The Steelers only won but one game in Noll’s first season as head coach in 1969—not that they had had much experience winning games prior to his arrival. But it wouldn’t be long before he and those around him would begin to turn things around. They would win their first postseason game in franchise history in 1972. In 1974, they would become champions. And then again in 1975. In 1978, the Steelers became the first franchise in NFL history to win the Super Bowl three times, and they added a fourth for good measure in the year following.
Though he continued to coach the Steelers for another dozen-odd years after that, Noll would never make it back to the Super Bowl, but his successor, Bill Cowher, would. As would Cowher’s successor, Mike Tomlin. Each of the three have added to the display case in the South Side facility that plays host to the organization’s NFL-record six Lombardi trophies, and only the Green Bay Packers and Dallas Cowboys can claim to have done so under three different head coaches.

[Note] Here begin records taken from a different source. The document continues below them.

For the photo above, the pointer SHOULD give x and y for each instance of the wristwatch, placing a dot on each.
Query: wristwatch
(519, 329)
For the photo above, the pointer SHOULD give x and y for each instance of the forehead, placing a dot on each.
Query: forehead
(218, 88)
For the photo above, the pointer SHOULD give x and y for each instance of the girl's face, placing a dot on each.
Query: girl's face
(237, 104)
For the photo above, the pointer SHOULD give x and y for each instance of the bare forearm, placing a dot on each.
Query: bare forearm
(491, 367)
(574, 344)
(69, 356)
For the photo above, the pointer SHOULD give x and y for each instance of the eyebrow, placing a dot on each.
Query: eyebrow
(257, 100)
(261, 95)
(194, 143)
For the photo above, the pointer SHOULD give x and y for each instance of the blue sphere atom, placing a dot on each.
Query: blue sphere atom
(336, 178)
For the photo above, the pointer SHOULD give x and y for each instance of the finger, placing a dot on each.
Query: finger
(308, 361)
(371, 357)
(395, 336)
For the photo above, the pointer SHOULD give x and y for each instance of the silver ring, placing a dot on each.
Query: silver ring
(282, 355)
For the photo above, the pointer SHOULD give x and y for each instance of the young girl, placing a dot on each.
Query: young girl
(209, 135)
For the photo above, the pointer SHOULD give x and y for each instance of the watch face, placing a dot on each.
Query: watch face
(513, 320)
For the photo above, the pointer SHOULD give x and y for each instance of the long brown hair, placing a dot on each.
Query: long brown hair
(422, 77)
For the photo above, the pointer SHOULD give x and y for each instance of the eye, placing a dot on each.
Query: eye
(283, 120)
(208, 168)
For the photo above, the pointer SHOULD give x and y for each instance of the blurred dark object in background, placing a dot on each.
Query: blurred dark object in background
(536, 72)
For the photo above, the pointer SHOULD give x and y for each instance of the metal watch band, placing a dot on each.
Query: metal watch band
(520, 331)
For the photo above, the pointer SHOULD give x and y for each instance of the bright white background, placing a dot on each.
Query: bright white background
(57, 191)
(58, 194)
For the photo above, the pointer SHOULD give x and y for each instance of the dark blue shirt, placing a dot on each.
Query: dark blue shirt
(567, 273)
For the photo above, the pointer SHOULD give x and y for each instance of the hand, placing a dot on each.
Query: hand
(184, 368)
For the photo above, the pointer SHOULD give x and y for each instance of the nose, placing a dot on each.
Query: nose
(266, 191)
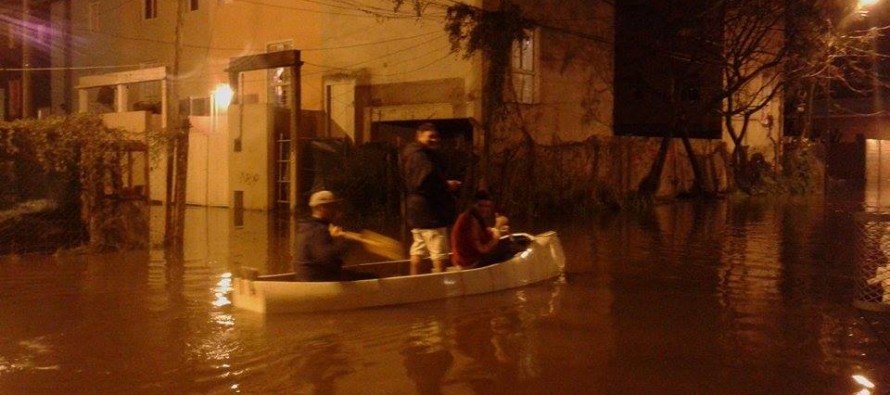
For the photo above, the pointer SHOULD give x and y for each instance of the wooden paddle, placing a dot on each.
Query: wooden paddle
(378, 244)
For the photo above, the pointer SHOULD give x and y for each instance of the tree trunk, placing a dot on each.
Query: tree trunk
(650, 184)
(697, 174)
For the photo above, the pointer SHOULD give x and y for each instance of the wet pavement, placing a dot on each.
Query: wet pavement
(725, 297)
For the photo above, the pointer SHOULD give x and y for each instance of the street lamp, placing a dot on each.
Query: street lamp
(862, 6)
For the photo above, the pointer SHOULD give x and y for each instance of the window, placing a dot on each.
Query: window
(279, 78)
(151, 9)
(524, 67)
(93, 16)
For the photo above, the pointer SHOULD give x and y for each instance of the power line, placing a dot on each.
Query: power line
(210, 47)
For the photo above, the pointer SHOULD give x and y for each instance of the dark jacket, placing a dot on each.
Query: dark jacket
(429, 203)
(318, 257)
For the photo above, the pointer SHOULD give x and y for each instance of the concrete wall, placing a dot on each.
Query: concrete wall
(208, 172)
(576, 68)
(249, 169)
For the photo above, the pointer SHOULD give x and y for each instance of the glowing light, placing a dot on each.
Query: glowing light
(863, 381)
(221, 300)
(222, 95)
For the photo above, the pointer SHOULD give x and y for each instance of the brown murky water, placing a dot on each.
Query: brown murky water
(722, 298)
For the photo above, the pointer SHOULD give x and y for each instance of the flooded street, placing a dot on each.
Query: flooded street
(721, 297)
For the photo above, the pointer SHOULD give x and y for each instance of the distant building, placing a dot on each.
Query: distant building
(367, 73)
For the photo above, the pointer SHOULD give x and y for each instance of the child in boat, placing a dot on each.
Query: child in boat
(473, 242)
(321, 245)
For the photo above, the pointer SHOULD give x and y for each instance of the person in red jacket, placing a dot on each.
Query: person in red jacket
(473, 242)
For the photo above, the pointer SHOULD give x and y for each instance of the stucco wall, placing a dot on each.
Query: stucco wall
(249, 169)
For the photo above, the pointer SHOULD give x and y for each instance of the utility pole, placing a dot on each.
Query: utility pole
(27, 101)
(177, 147)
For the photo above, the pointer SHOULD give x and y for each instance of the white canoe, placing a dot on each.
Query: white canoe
(543, 259)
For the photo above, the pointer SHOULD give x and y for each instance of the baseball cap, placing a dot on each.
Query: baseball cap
(322, 197)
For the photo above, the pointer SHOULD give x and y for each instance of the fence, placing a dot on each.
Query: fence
(873, 251)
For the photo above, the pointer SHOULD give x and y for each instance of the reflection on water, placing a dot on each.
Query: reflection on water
(718, 297)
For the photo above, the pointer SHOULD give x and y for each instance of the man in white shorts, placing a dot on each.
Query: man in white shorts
(430, 204)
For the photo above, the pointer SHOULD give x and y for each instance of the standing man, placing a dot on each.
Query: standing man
(430, 203)
(321, 245)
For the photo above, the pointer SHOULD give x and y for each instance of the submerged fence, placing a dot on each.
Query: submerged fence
(873, 253)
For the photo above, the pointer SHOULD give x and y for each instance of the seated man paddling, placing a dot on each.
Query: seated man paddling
(473, 242)
(321, 245)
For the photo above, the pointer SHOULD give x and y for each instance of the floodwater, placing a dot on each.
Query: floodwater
(696, 298)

Each of these men have taken the Steelers to the Super Bowl on multiple occasions, something that neither the head coaches of the Packers or Cowboys could also claim, though they are still looking to become the third franchise to have multiple head coaches win multiple Super Bowls. Both the New York Giants and San Francisco 49ers have done that.
The Steelers currently are tied with the New England Patriots for the most playoff victories in NFL history, and all of them are attributable to these three men. Noll posted a 16-8 record in the postseason, making the playoffs 12 times in his 23 years as head coach. Cowher went 12-9, making the playoffs in 15 of 19 seasons.
Tomlin is still writing his legacy, but is currently 8-7 in 15 playoff games, having gone to the playoffs in eight of his 12 seasons in Pittsburgh, which did not include the 2018 season by the slimmest of margins, finishing a half-game behind the Baltimore Ravens for the division title.
Tomlin has gone 3-5 in the postseason over the course of the past eight years, a run that includes three seasons of no playoffs. He has won multiple playoff games in three of his 12 seasons, most recently in 2016 when the Steelers advanced to the AFC Championship game.
After a dozen years in Pittsburgh, Tomlin’s tenure is being questioned. So was Cowher’s toward the end of his first decade in the city after missing the postseason in three straight years, but patience would eventually pay off five years on in the former of a Super Bowl XL victory, the organization’s first Lombardi in 26 years.